First and foremost, I have to say, I thought I was DONE with the shit my husband would pull because he was relapsing and drinking which lead him to act like a complete asshole. Apparently he's on a "dry-drunk" as those familiar with Alanon lingo will recognize, because he's not drinking but he's still acting like a complete and utter asshole.
I hate this part of our relationship. I've been here before: he's been sober before and acted like a total dick head. Beyond all the shit that his alcoholism brings to our relationship, he's also being treated for depression and anxiety. As I have suffered the depths of depression to the point where I engaged in 12 sessions of ECT (electro-convulsion therapy; "shock therapy") as a potential resource for relief, I can empathize with his behaviors based on depression and anxiety. By the way, the ECT was very effective in treating my depression. There are gaps in my memory, especially while I was undergoing ECT, but overall the benefits outweighed the risks for me. Unfortunately I don't remember one of my best friend's wedding, but I have pictures and details provided by others to help fill in the gaps. I also continue to experience aphasia, the loss of words on the tip of my tongue, which really pisses me off because I had a memory, especially for dates and times, like a steel trap. The friend whose wedding I can't remember used to refer to my memory as something similar to Dustin Hoffman's character in the movie Rainman. The fact that I now struggle to recall those dates that used to be right there for me to grab out of the blue is a continued source of frustration. Although I do find solace in the fact that I'm not put on the spot to recall certain dates and times all that often. In fact, it's pretty rare for anyone to ask me the date I graduated from high school or the week a bunch of us saw both The Who and The Grateful Dead at Alpine Valley. My memory used to be a twisted sort of party trick which I happily participated in.
Regardless of all of that, the point is that I'm back in a situation where I don't know what to expect when I walk in the door after coming home from work.

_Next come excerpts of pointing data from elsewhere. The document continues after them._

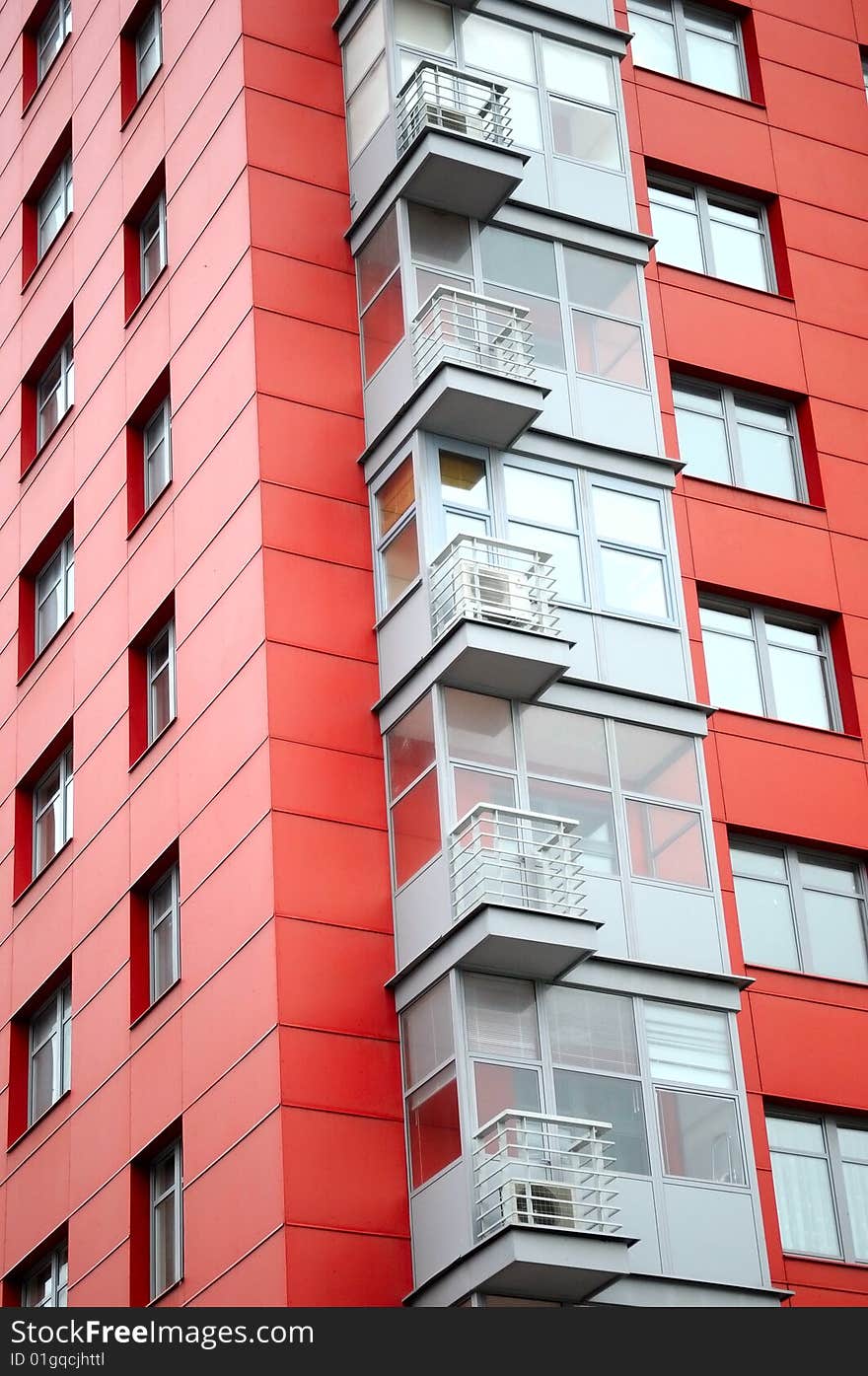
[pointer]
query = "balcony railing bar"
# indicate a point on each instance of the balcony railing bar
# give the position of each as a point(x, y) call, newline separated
point(488, 579)
point(537, 1171)
point(438, 97)
point(516, 859)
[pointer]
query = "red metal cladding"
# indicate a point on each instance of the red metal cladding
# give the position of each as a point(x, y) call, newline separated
point(802, 146)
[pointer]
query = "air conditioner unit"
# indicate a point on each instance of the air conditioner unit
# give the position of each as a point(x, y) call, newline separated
point(487, 592)
point(538, 1204)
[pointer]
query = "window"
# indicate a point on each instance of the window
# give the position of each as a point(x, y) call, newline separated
point(49, 1052)
point(167, 1219)
point(820, 1171)
point(161, 706)
point(54, 393)
point(149, 49)
point(596, 1069)
point(801, 909)
point(574, 87)
point(52, 811)
point(54, 206)
point(395, 534)
point(710, 232)
point(54, 593)
point(382, 307)
point(690, 41)
point(153, 244)
point(739, 438)
point(157, 452)
point(431, 1087)
point(769, 664)
point(44, 1284)
point(414, 807)
point(606, 311)
point(365, 80)
point(51, 35)
point(164, 933)
point(699, 1131)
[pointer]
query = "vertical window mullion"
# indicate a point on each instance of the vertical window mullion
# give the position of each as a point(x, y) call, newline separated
point(682, 40)
point(799, 913)
point(700, 197)
point(766, 686)
point(734, 442)
point(839, 1191)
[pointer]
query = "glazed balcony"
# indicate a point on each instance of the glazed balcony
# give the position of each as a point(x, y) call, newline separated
point(544, 1212)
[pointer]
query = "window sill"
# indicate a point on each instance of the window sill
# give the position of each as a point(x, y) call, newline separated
point(792, 504)
point(143, 756)
point(395, 607)
point(791, 725)
point(142, 1016)
point(48, 645)
point(48, 443)
point(32, 1127)
point(139, 102)
point(167, 1291)
point(725, 282)
point(36, 878)
point(806, 975)
point(739, 102)
point(153, 507)
point(48, 253)
point(149, 296)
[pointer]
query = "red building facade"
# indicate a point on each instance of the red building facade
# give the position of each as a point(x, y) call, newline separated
point(202, 272)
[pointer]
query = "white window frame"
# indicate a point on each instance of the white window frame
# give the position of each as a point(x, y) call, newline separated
point(145, 41)
point(51, 36)
point(161, 415)
point(683, 28)
point(833, 1160)
point(759, 616)
point(65, 793)
point(729, 398)
point(58, 1261)
point(59, 190)
point(63, 389)
point(703, 198)
point(154, 668)
point(792, 857)
point(175, 1191)
point(62, 1003)
point(65, 581)
point(156, 919)
point(147, 237)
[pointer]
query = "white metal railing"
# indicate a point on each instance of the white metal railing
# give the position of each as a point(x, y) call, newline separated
point(438, 97)
point(518, 859)
point(456, 326)
point(537, 1171)
point(490, 579)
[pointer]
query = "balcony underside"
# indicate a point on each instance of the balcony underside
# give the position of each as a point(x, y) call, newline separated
point(449, 173)
point(501, 940)
point(530, 1264)
point(461, 175)
point(476, 406)
point(499, 659)
point(673, 1292)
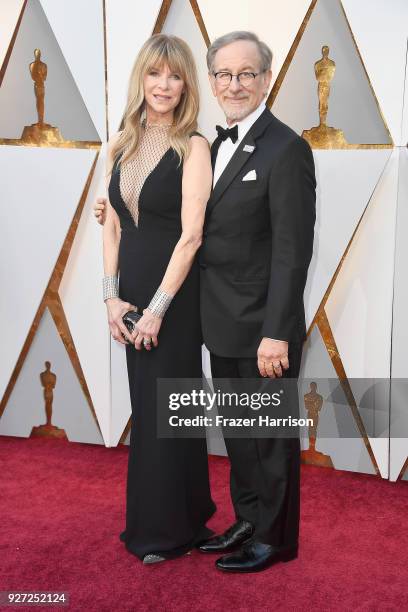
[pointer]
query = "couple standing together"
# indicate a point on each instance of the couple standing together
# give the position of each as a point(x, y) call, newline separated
point(214, 246)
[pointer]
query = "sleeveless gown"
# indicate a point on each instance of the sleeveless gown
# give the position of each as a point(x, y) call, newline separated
point(168, 499)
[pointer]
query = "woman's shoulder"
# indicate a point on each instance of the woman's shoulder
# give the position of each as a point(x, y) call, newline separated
point(198, 140)
point(195, 133)
point(113, 139)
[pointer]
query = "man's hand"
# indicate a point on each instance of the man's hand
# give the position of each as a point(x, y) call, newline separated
point(100, 210)
point(147, 328)
point(272, 357)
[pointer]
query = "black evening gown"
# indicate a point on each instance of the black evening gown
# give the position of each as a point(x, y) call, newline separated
point(168, 499)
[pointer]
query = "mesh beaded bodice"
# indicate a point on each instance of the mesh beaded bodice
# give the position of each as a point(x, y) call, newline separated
point(153, 145)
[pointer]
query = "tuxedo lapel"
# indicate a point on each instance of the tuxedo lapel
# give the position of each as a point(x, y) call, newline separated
point(246, 147)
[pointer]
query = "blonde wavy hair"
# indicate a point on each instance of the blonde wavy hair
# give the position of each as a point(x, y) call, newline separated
point(160, 49)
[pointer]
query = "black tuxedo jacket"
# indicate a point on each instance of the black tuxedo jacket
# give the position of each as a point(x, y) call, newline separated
point(258, 242)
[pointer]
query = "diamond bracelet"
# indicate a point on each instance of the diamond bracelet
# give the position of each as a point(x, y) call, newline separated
point(110, 285)
point(160, 303)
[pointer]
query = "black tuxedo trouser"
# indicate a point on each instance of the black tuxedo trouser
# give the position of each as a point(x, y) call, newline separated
point(265, 472)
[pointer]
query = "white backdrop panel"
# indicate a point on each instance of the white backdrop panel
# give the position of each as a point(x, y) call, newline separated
point(399, 362)
point(269, 19)
point(83, 51)
point(128, 25)
point(346, 453)
point(81, 296)
point(26, 407)
point(182, 22)
point(360, 303)
point(35, 215)
point(380, 28)
point(345, 182)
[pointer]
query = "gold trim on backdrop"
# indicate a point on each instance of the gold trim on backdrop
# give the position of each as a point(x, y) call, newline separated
point(11, 45)
point(403, 470)
point(323, 325)
point(52, 301)
point(105, 57)
point(391, 143)
point(321, 321)
point(125, 433)
point(288, 60)
point(44, 142)
point(162, 16)
point(200, 21)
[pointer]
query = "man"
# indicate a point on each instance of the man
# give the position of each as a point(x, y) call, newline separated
point(257, 246)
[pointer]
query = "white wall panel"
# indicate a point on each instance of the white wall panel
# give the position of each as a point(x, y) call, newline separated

Today I attended an ethics training in Green Bay until about 12:30pm so after a coworker and I went out for lunch afterwards, I got home at around 2pm. Apparently I came home "in a mood" which I was not aware of. My "beloved" accused me of "having an attitude" when I walked in the door. Our memories of whatever took place this afternoon will always vary wildly, so it's not worth trying to argue my case. My concern is questioning bigger, existential questions.
Why have three out of the four major romantic relationships in my life involved an addict or an alcoholic? Do I think I can "fix" them? Is it because, as a recovering addict myself, those are the people I meet and hang with? Do I psychologically need the chaos living with an addict/alcoholic brings? Good God I hope the last question is not true. In my mind I'm totally fucked if that's the case because altering that pattern will take enough therapy to bankrupt me. Seriously. As a counselor, I have enough information about the entire billing process to know that if I begin addressing this issue at age 43, I'll likely be 53 by the time that entire web is unweaved and I don't have that kind of time, money or patience to unweave it and then rebuild a major portion of my personality. As much as my Freudian psychiatrist would like to hear that I need to schedule two-hour sessions twice a week for the next two to ten years, I'm not really up for it. Mostly because I don't think I'm the one who is being unreasonable here. Perhaps I'm rationalizing, but I'm not the one who recently spent five days in an inpatient mental health unit. Ok, that's a version of throwing stones from a glass house, but what the hell? This is MY blog, right?